The first clue that this book is probably aimed straight at readers' heartstrings is its size. It's one of those small hardcovers that publishers reserve for shorter inspirational. Mitch Albom is the author of the surprise sensation Tuesdays With Morrie, another small hardcover that tweaked the emotions of millions of readers that has remained in print in hardcover for six years. That book recounted sportswriter Albom's reconnection with a dying former college professor who had a profound impact on Albom's life during his formative adult years.

The Five People You Meet in Heaven is Albom's first foray into fiction, a riskier venue for inspirational material because the author isn't limited by the bounds of reality. Albom explores a new scenario for the afterlife, one in which each new arrival is met by five people from their earthly life, reminiscent of Dickens' ghosts of the past, who explain to the newcomer how his or her life touched the lives of others, sometimes—but not always—for the better.

Albom's protagonist is an 83-year-old man so strongly identified with his lifelong career at a pier amusement park that many people know him as Eddie Maintenance. Eddie had other aspirations beyond falling into his father's dead-end job keeping the carnival rides in safe operating condition. He had dreams of college and a job away from the pier, but a bullet in the leg during his last hours on a Philippine island during World War II left him with a limp and a loss of self.

Eddie believes his life on the pier amounted to little. He did marry the woman he had always loved, but they couldn't have children. Circumstances that Eddie could have prevented robbed them of the chance to adopt and his beloved wife died young. Eddie also had a falling out with his father, who went to the grave without ever speaking to him again.

Eddie dies as he lived, working on the rides. His last memory is of trying to save a little girl from a falling carriage and he hopes desperately to learn that he was successful because that one action is the yardstick by which he measures his life's worthiness.

What Eddie learns from his five heralds is the impact his life had on people he didn't even know very well—or at all—including the Blue Man, a carnival performer whose death Eddie inadvertently caused without ever realizing it. Each person's segment is laid out like a parable or a morality tale intended to convey something important to Eddie. Albom seems unwilling to let readers get the message for themselves, though. Each section ends with an explanation of the lesson from the bit of personal history that Eddie has just learned.
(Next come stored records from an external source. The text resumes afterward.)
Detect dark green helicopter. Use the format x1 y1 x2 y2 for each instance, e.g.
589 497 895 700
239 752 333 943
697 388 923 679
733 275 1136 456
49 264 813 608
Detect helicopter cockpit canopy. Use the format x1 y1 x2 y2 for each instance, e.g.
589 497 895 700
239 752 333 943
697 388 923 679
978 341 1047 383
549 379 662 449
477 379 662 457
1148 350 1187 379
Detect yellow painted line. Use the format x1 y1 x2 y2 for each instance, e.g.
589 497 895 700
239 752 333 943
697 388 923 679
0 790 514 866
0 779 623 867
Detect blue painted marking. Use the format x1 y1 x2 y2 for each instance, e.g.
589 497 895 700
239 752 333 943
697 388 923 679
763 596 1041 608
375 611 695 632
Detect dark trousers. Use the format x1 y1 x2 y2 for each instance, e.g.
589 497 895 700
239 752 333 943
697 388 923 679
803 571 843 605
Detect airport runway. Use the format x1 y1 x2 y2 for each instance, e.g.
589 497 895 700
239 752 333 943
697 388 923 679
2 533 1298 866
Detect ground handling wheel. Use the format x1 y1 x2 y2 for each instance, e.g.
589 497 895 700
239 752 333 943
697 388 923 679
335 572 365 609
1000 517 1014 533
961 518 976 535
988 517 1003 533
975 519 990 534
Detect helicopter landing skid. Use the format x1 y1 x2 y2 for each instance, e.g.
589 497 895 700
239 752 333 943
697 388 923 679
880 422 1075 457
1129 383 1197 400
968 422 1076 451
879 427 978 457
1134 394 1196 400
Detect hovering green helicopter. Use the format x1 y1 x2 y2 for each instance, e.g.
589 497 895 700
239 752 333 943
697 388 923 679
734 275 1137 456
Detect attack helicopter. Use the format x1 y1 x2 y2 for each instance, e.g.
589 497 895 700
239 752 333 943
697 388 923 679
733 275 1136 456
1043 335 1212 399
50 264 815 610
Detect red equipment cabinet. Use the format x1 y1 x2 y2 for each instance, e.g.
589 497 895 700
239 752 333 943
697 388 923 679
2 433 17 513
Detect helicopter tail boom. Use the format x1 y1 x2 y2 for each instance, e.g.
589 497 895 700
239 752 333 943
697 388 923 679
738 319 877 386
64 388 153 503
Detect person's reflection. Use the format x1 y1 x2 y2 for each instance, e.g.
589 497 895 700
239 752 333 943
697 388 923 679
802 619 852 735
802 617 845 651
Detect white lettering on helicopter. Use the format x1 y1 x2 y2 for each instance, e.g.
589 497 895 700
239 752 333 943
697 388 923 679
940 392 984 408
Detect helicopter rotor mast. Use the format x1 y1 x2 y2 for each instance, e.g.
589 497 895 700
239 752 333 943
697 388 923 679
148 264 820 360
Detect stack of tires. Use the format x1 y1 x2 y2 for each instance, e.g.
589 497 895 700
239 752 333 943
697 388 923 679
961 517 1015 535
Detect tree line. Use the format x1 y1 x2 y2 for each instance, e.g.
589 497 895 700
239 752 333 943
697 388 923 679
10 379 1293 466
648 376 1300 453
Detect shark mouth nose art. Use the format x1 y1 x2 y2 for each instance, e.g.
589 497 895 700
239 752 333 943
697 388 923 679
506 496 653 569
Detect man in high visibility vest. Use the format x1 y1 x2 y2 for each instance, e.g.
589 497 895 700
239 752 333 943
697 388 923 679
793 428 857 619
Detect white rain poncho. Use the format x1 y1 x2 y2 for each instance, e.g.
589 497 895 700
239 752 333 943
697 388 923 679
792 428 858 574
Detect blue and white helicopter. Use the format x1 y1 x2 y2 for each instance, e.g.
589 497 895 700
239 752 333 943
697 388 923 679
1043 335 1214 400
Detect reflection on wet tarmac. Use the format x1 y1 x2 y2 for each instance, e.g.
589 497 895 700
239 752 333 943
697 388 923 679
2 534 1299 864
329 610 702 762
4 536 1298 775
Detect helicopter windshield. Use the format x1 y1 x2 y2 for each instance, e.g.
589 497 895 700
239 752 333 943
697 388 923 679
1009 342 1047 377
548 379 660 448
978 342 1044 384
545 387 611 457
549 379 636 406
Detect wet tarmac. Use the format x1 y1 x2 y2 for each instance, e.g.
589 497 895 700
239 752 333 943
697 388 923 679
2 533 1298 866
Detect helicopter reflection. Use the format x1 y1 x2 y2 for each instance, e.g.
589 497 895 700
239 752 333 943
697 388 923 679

It's hard not to wish that Albom had been less preachy and a little subtler. Readers are capable of reading between the lines. The vignette episodes where Eddie meets his five tutors would have been sufficient to convey his message without having the moral set down in simple words in case anyone had missed the point. The secret of heaven is that each person's life affects countless others. It's not a startling revelation, but one that a reader could easily have gleaned without having it written out in black type in the epilogue.